A ZENIT DAILY DISPATCH
Concelebrants From Different Rites
ROME, 26 JUNE 2007 (ZENIT)
Answered by Legionary Father Edward McNamara, professor of liturgy at the Regina Apostolorum university.
Q: Are there special norms for the celebration of Mass when priests of different rites concelebrate? — A.E., New York
A: The 1983 Code of Canon Law for the Latin rite is silent regarding this subject, but it was specifically addressed in the Code of Canons of the Eastern Churches promulgated in 19—
Canon 701 of this code states: "For a just cause and with the permission of the eparchial bishop, bishops and presbyters of different churches 'sui iuris' can concelebrate, especially to foster love and to manifest the unity of the Churches. All follow the prescripts of the liturgical books of the principal celebrant, avoiding any liturgical syncretism whatever, and preferably with all wearing the liturgical vestments and insignia of their own Church 'sui iuris.'"
Unlike most canons, this one lists no sources for its indications in earlier documents, thus confirming that it was specifically composed to address a relatively new situation. As it is the only norm available, its indications are also applicable to Roman-rite priests.
To this may be added the injunction of the instruction "Redemptionis Sacramentum," No. 113: "Where it happens that some of the Priests who are present do not know the language of the celebration and therefore are not capable of pronouncing the parts of the Eucharistic Prayer proper to them, they should not concelebrate, but instead should attend the celebration in choral dress in accordance with the norms."
Therefore a priest, with sufficient dominion of the language, may receive permission to concelebrate in a Mass of a rite different from his own. This permission may be for a specific situation or habitual, as may be the case of some Eastern priests studying or residing in Latin-rite institutes or priestly residences.
The priest should normally participate in the vestments of his own rite, as was clearly visible in Pope John Paul II's funeral and Benedict XVI's installation Mass where each of the Eastern cardinals who concelebrated wore his own proper vestments.
Canon 7—2 of the Eastern code, however, allows for exceptions to be made to this rule if proper vestments are unavailable. This could easily happen to an Eastern priest traveling in Europe or America or, less likely, a Latin-rite priest in an Eastern country. In such cases he may concelebrate using Latin or Eastern vestments.

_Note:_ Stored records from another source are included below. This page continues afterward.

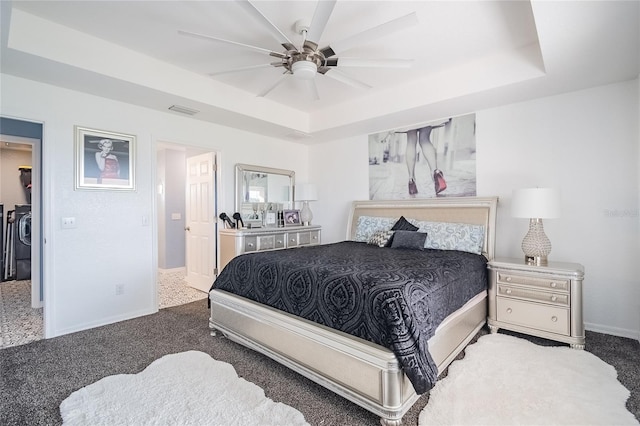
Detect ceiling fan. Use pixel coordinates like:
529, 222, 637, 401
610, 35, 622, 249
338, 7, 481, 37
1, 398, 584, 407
178, 0, 418, 99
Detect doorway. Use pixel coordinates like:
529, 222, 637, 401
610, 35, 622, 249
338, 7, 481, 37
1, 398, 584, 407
0, 117, 45, 347
156, 142, 217, 308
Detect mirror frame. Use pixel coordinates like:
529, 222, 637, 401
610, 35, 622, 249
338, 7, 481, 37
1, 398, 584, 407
236, 163, 296, 221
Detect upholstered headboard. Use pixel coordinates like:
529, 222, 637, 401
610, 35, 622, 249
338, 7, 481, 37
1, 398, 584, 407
347, 197, 498, 260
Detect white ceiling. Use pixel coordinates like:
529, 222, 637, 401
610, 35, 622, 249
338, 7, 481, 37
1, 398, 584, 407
1, 0, 640, 143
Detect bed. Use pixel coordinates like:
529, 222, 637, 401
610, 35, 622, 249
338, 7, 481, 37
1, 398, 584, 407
209, 197, 497, 425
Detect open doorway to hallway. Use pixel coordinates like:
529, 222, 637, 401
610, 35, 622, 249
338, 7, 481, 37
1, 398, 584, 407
0, 131, 44, 348
156, 142, 217, 309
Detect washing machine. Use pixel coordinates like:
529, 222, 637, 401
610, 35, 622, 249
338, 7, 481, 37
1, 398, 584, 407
13, 204, 31, 280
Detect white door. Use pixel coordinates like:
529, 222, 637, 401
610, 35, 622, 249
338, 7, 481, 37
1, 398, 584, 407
185, 152, 217, 292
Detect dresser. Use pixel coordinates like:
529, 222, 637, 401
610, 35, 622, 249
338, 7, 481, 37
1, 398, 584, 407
220, 225, 321, 271
487, 258, 585, 349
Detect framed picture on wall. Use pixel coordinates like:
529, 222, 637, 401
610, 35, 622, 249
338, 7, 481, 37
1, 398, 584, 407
75, 126, 136, 191
284, 210, 300, 226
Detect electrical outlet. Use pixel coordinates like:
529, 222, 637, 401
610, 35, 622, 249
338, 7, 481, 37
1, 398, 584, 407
116, 284, 124, 296
61, 217, 76, 229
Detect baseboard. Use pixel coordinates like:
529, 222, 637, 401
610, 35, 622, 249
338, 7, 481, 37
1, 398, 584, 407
158, 266, 187, 274
584, 322, 640, 342
53, 306, 158, 338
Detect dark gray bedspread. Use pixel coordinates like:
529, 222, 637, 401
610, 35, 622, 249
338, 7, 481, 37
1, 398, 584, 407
212, 241, 487, 394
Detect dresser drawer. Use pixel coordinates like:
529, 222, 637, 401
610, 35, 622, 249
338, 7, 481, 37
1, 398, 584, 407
498, 284, 569, 306
496, 297, 570, 336
244, 236, 258, 253
498, 271, 569, 291
287, 232, 298, 247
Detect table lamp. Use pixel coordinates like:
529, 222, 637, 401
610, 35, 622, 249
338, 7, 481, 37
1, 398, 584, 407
296, 183, 318, 226
511, 188, 560, 266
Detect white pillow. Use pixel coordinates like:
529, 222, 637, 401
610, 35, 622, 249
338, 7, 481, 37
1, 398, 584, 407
354, 216, 398, 243
412, 221, 484, 254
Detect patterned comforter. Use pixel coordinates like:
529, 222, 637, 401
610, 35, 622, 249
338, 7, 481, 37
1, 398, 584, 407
212, 241, 487, 394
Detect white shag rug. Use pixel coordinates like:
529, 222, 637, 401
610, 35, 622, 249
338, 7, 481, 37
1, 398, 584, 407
60, 351, 308, 426
418, 334, 638, 426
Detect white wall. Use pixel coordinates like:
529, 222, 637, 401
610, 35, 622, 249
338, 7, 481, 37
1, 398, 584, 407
0, 74, 308, 337
309, 79, 640, 339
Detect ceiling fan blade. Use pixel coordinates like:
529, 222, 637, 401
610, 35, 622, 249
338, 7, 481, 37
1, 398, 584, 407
321, 68, 371, 90
257, 72, 288, 98
320, 12, 418, 58
236, 0, 296, 50
178, 30, 286, 58
209, 64, 275, 76
323, 58, 414, 68
307, 0, 336, 43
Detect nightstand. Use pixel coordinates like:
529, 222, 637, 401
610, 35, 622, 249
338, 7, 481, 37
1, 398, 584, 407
487, 258, 585, 349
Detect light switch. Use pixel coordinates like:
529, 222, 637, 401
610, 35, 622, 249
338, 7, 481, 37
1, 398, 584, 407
61, 217, 76, 229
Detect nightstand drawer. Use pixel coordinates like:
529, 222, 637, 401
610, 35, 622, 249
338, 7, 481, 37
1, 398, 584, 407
498, 284, 569, 306
498, 272, 569, 291
496, 297, 570, 336
244, 236, 258, 253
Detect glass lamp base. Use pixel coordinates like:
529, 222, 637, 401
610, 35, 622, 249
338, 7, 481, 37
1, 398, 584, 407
300, 201, 313, 226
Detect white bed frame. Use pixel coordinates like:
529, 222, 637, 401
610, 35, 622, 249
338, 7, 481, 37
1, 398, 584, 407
209, 197, 498, 426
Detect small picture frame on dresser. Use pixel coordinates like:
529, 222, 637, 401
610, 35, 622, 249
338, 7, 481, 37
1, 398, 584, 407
284, 210, 300, 227
264, 210, 278, 228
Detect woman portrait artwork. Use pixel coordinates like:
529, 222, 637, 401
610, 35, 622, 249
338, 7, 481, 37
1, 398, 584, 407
96, 139, 120, 183
76, 126, 136, 190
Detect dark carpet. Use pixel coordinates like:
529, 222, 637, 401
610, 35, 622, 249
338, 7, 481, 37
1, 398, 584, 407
0, 301, 640, 425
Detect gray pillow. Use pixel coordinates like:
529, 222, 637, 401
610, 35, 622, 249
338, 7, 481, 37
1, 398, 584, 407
391, 231, 427, 250
391, 216, 418, 231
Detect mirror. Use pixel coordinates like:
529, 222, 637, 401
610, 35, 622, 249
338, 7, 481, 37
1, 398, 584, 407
236, 164, 295, 227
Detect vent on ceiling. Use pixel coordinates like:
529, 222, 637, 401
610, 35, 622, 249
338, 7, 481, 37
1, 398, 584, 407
169, 105, 200, 115
286, 130, 311, 140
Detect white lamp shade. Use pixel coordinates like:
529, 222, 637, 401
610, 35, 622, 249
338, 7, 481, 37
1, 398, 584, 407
511, 188, 560, 219
296, 183, 318, 201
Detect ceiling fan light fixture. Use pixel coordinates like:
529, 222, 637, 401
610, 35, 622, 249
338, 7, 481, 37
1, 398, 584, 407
291, 61, 318, 80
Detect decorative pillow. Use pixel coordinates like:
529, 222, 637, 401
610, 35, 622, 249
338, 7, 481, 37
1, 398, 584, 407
367, 231, 394, 247
391, 216, 418, 231
418, 222, 484, 254
391, 231, 427, 250
354, 216, 398, 243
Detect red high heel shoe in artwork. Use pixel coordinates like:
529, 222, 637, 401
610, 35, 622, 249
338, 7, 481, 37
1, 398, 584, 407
409, 179, 418, 195
433, 169, 447, 195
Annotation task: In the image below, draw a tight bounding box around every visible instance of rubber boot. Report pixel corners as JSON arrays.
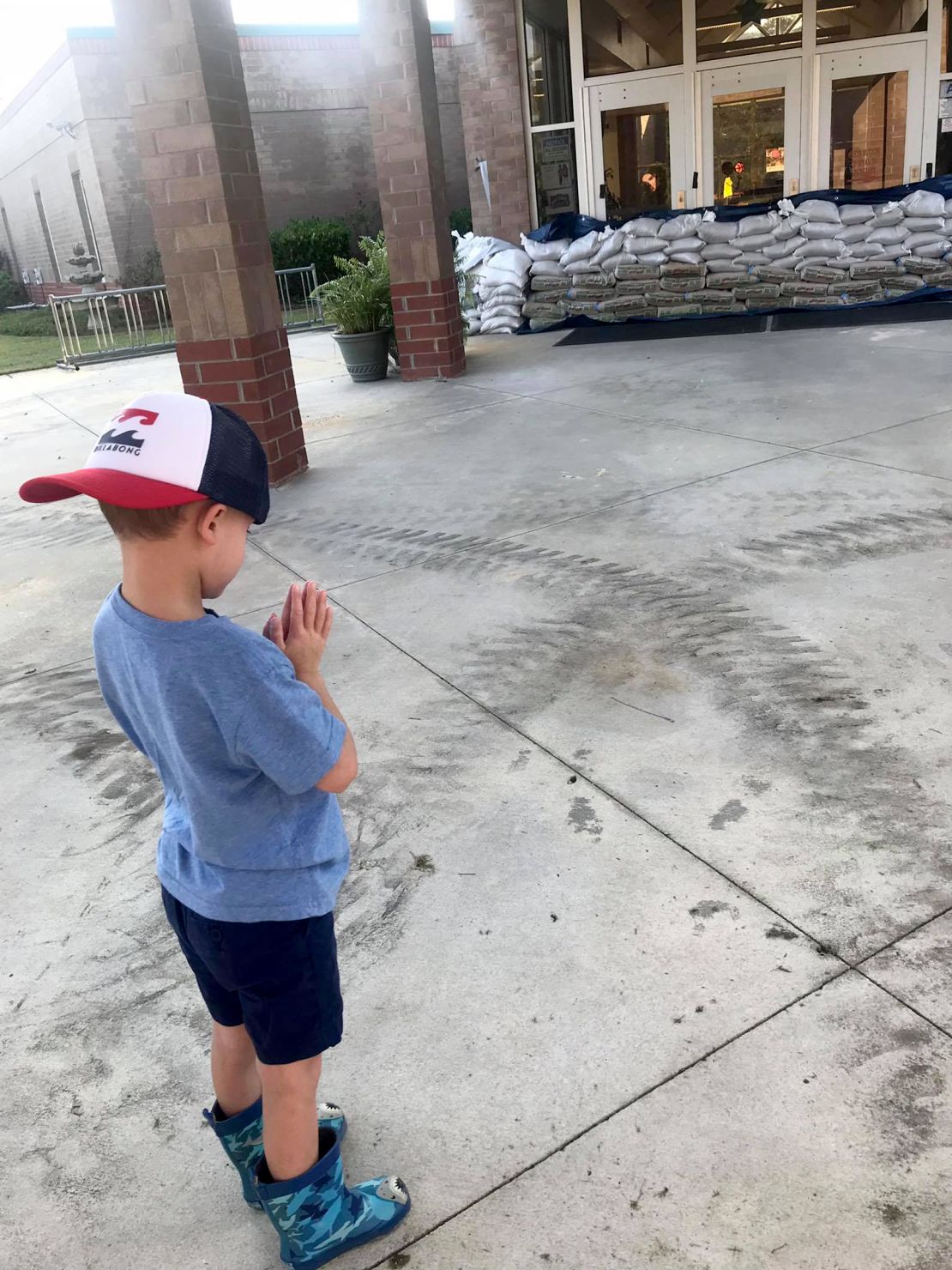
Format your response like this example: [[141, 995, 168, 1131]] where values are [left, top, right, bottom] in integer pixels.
[[202, 1098, 346, 1207], [256, 1128, 410, 1270]]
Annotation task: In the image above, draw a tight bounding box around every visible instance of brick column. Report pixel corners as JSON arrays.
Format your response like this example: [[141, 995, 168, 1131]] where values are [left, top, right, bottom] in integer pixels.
[[453, 0, 532, 245], [360, 0, 466, 380], [113, 0, 307, 481]]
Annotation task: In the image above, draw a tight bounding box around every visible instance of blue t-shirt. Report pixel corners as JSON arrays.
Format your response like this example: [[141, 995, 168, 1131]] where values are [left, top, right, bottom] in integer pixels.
[[93, 587, 349, 922]]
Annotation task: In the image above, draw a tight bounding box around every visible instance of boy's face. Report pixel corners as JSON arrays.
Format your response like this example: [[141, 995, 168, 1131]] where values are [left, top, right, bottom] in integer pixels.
[[196, 503, 253, 600]]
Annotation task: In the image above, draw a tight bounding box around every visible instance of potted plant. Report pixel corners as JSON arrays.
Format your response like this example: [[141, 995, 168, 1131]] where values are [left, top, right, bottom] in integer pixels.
[[316, 233, 394, 384]]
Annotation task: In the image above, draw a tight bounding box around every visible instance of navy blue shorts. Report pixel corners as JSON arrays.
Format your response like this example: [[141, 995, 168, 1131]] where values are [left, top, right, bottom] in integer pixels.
[[162, 886, 344, 1063]]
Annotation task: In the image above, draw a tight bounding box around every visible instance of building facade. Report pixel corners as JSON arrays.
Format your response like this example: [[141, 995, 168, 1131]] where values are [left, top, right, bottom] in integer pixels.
[[0, 24, 470, 299], [521, 0, 952, 222]]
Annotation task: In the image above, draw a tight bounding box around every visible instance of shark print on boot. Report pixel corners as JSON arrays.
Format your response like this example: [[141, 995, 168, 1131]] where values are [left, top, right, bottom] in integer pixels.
[[257, 1127, 410, 1270], [202, 1098, 346, 1207]]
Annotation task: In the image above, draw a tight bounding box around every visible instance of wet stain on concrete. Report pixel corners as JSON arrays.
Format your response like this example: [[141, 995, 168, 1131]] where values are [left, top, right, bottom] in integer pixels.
[[569, 797, 603, 838], [708, 797, 748, 829]]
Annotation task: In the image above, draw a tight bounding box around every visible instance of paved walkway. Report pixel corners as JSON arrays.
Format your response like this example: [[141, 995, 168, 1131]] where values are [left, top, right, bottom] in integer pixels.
[[0, 324, 952, 1270]]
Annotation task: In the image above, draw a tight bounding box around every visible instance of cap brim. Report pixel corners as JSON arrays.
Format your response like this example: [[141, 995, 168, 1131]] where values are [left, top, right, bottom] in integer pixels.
[[21, 468, 207, 508]]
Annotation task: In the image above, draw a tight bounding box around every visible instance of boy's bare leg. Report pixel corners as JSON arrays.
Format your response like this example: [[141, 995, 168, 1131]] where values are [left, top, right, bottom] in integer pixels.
[[212, 1022, 262, 1119], [257, 1054, 321, 1181]]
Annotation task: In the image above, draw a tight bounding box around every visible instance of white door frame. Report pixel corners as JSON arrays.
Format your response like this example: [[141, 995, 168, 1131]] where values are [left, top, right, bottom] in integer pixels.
[[587, 69, 692, 220], [811, 39, 934, 190], [698, 57, 804, 207]]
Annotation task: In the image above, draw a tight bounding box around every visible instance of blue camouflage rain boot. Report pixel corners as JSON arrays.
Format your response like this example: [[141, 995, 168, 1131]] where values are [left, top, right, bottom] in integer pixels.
[[256, 1128, 410, 1270], [202, 1098, 346, 1207]]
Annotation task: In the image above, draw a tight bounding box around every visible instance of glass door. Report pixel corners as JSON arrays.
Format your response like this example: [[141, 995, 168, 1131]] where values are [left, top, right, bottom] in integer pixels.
[[815, 42, 925, 190], [701, 58, 802, 204], [589, 75, 688, 221]]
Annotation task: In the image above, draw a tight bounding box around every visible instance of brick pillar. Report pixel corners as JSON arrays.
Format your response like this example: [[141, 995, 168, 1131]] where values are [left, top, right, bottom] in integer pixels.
[[360, 0, 466, 380], [453, 0, 532, 245], [113, 0, 307, 481]]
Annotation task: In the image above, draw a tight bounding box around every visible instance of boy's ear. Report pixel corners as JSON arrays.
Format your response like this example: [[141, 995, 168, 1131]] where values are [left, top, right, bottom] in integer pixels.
[[196, 503, 227, 542]]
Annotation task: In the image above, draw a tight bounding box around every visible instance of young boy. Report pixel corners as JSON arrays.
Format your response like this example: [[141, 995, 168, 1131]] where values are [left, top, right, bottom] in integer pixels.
[[21, 392, 410, 1270]]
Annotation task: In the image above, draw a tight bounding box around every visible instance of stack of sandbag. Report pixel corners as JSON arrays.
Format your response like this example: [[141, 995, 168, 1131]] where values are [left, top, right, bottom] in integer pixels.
[[521, 233, 571, 330], [455, 233, 532, 336], [473, 246, 532, 336]]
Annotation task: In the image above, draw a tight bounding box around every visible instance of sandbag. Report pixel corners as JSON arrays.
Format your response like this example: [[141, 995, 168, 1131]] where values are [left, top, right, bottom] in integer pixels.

As the canon says, there should be no attempt to syncretize or mix elements of different rites. Only one rite may be followed.
The texts and rubrics of some Eastern rites have been translated into several languages. In some cases these translations are for study purposes only, and priests may never concelebrate using a translation that has not been formally approved for liturgical use by the proper authorities.
* * *
Follow-up: Concelebrants From Different Rites [7-10-2007]
Along with the recent question on priests of different rites concelebrating (June 26), other queries have asked about the concelebration itself.
One priest asked for a clarification as to the concept "principal celebrant." He wrote: "To me it seems that one is either a celebrant or not. This is particularly annoying in vesture. To distinguish between the celebrants seems to confuse the idea of a hierarchical liturgy. I understand the practicality of the distinction, but it seems that with the frequency of concelebration, concelebrants seem like 'secondary' ministers not equal in dignity to the celebrant — the bishop being a different matter altogether is understood."
Of course, except in the case of a bishop, all priest concelebrants have the same dignity and all equally celebrate. This is emphasized by such details as the priest who reads the Gospel not asking for a blessing from another priest as he would from a bishop.
However, when the Church restored the practice of concelebration it decided that the model for all concelebrations would be the Mass presided over by the bishop.
This principle, as well as the need to preserve the unity and dignity of the celebration, resulted in the decision not to divide the principal rites and prayers among several priests. Rather, only one of them would carry them out, except for some parts of the Eucharistic Prayer.
This priest, who is called the principal celebrant, also establishes the basic rhythm of the celebration to which the other priests adjust.
Since it is he who presides over the assembly, it is congruous, but not strictly necessary, that he wear a different chasuble if all celebrants are fully vested. If the other concelebrants are wearing just an alb and stole, then he must wear a chasuble over the alb and stole.
This brings us to another related question from the Philippines: "Does the rule of wearing a proper vestment (alb, chasuble and stole) during concelebration apply to a Mass celebrated at a private chapel of the residence of priests? Will it be proper for a priest just to participate in the Mass without concelebrating?"
The Mass, even if celebrated in a private chapel, is always a public action of the Church and therefore the same rules apply everywhere.
The Church highly recommends daily Mass to all priests even if no congregation can be present, but it does not oblige the priest to celebrate. In this way a priest may simply attend a Mass.
Nevertheless, unless the priest has another Eucharistic celebration the same day, it is much better that he concelebrate rather than merely assist. In this way he can obtain more graces for souls in need, and thus more fully exercise his pastoral charity.